Esquire magazine’s Ryan Lizza reported on California congressman Devin Nunes’ family farm, claiming in a Sept. 2018 article that “Devin Nunes’s Farm is Hiding a Politically Explosive Secret.”
“Why did [Nunes’s] parents and brother cover their tracks after quietly moving the farm to Iowa? ” Lizza wrote. “Are they hiding something politically explosive? On the ground in Iowa, Esquire searched for the truth—and discovered a lot of paranoia and hypocrisy.” The article reported that the Nunes family “sold their California farmland in 2006” and bought a dairy in Iowa.
But, now, Rep. Nunes (R-CA) is suing Lizza and Esquire‘s parent company Hearst Magazine for $75 million, alleging libel and conspiracy.
Courthouse News Service uploaded a copy of the lawsuit, filed in the U.S. District Court for the Northern District of Iowa.
Nunes’ lawsuit alleges Lizza “is a high-profile, left-wing political journalist, well-known for his extreme bias towards” Nunes and claimed Lizza “lurked around” Nunes’s “grammar-school aged nieces and stalked members of” his family “reducing [Nunes’s] sister-in-law to tears.” The lawsuit further goes on to claim, “while he was in Sibley, Lizza stalked Plaintiff’s grammar-school-aged nieces, behaved like a sex offender or pedophile cruising the local neighborhood for victims, frightened a family member to tears, and exploited a grieving mother.”

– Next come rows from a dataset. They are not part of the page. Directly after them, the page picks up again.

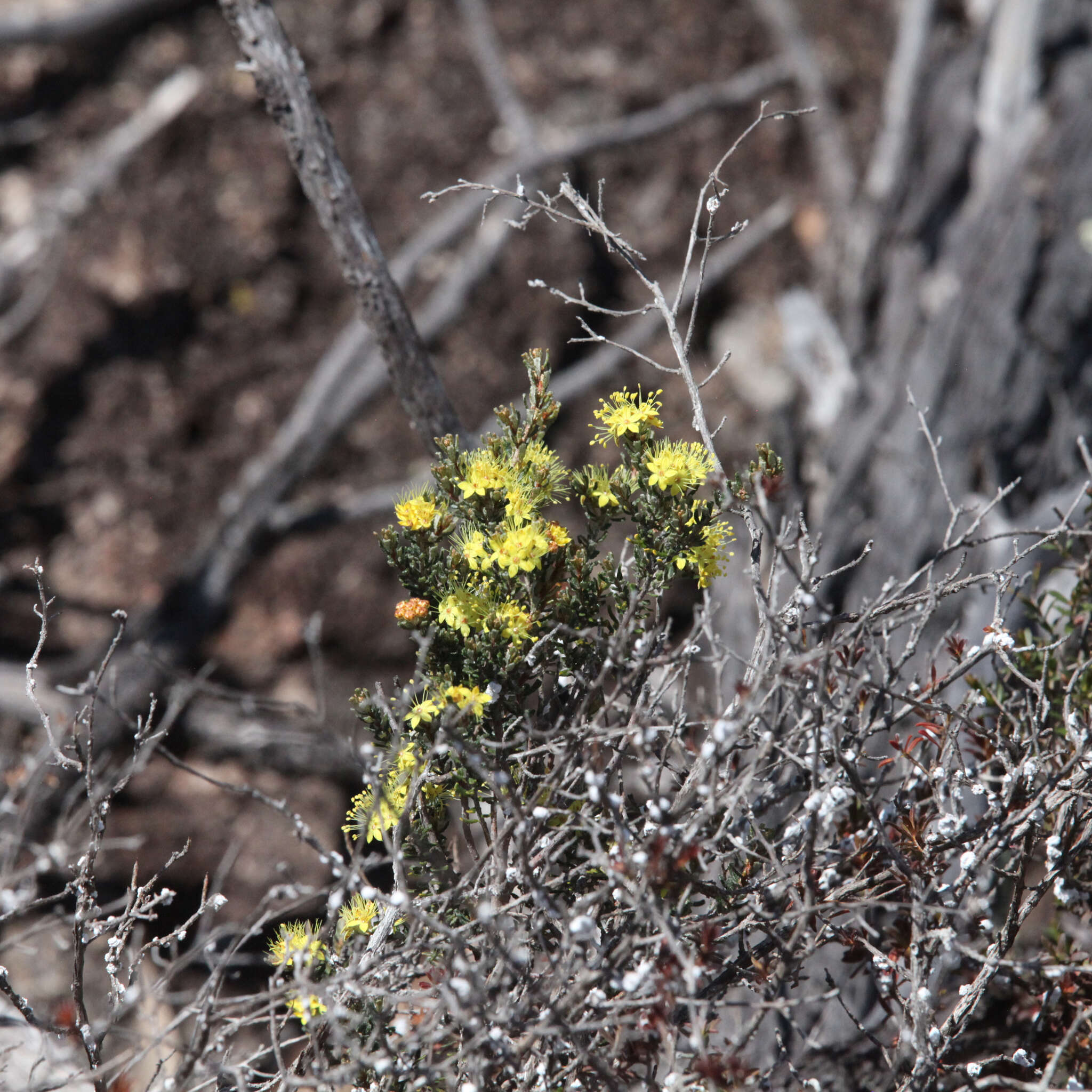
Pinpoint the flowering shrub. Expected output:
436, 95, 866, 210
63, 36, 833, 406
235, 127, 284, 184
355, 351, 733, 746
253, 443, 1092, 1092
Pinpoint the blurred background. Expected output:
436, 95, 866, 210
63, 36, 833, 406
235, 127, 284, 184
0, 0, 1092, 1048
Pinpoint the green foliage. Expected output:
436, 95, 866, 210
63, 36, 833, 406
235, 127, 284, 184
365, 350, 732, 742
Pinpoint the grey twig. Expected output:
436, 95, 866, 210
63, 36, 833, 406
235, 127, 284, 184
459, 0, 539, 154
0, 0, 196, 47
752, 0, 857, 227
221, 0, 462, 446
0, 68, 203, 345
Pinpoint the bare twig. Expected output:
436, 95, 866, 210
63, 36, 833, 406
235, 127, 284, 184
0, 68, 203, 345
0, 0, 197, 48
221, 0, 462, 447
459, 0, 539, 154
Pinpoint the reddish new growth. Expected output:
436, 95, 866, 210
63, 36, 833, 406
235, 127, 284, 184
394, 598, 428, 626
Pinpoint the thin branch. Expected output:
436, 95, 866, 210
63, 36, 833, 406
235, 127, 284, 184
0, 0, 197, 48
0, 68, 203, 345
751, 0, 857, 227
459, 0, 539, 154
26, 558, 83, 772
221, 0, 462, 447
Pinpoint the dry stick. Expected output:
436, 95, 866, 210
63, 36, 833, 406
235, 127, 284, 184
0, 68, 202, 345
221, 0, 462, 447
459, 0, 539, 153
751, 0, 857, 228
842, 0, 936, 347
25, 558, 83, 772
269, 198, 793, 534
198, 59, 788, 589
0, 0, 196, 47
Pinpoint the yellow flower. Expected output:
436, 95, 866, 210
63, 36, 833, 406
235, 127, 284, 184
644, 440, 713, 497
455, 527, 492, 572
342, 744, 417, 842
266, 922, 326, 966
491, 520, 551, 576
495, 599, 532, 644
394, 488, 439, 531
675, 523, 736, 588
338, 893, 379, 940
590, 391, 664, 448
445, 686, 493, 716
546, 521, 572, 553
406, 698, 443, 728
285, 994, 326, 1027
519, 440, 569, 505
439, 588, 487, 637
504, 483, 539, 524
456, 450, 511, 500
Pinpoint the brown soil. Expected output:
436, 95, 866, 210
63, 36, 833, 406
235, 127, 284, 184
0, 0, 891, 939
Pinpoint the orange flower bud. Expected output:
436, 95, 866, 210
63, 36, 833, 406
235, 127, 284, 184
394, 598, 428, 626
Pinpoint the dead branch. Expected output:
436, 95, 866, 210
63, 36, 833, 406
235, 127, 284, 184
459, 0, 539, 154
268, 198, 793, 534
221, 0, 462, 447
0, 68, 203, 346
0, 0, 197, 48
752, 0, 857, 226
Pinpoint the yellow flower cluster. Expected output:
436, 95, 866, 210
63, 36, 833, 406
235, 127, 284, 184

The lawsuit calls the article a “scandalous hit piece that intentionally disparaged [Nunes] and his family, accused [Nunes] of dishonesty, deceit, conspiracy, and unethical practices, and severely impugned his integrity and skills as a United States Congressman.”
The lawsuit further alleges it was “click-bait, sensationalist, egregious misstatements simply to sell magazines and, in Lizza’s case, distract readers from his negative image and history as a sexual predator and to improve his standing.”
In 2017, the New Yorker fired Lizza after an allegation of “improper sexual conduct,” which Lizza denied.
The lawsuit claims that Lizza’s tweets promoting the article, as well as tweets by Esquire and Lizza’s girlfriend, Olivia Nuzzi, and other social media posts, amounted to “conspiracy.”
iMediaEthics has written to Nunes’s representative, Lizza and Esquire.
According to the lawsuit, the article “is a legion of lies” because Nunes “does not own an interest in his family’s dairy farm in Iowa, never has, and is not involved in any way in its operations.”
Nunes sued McClatchy newspaper company earlier this year over an article by the Fresno Bee that he alleged was “character assassination” against him.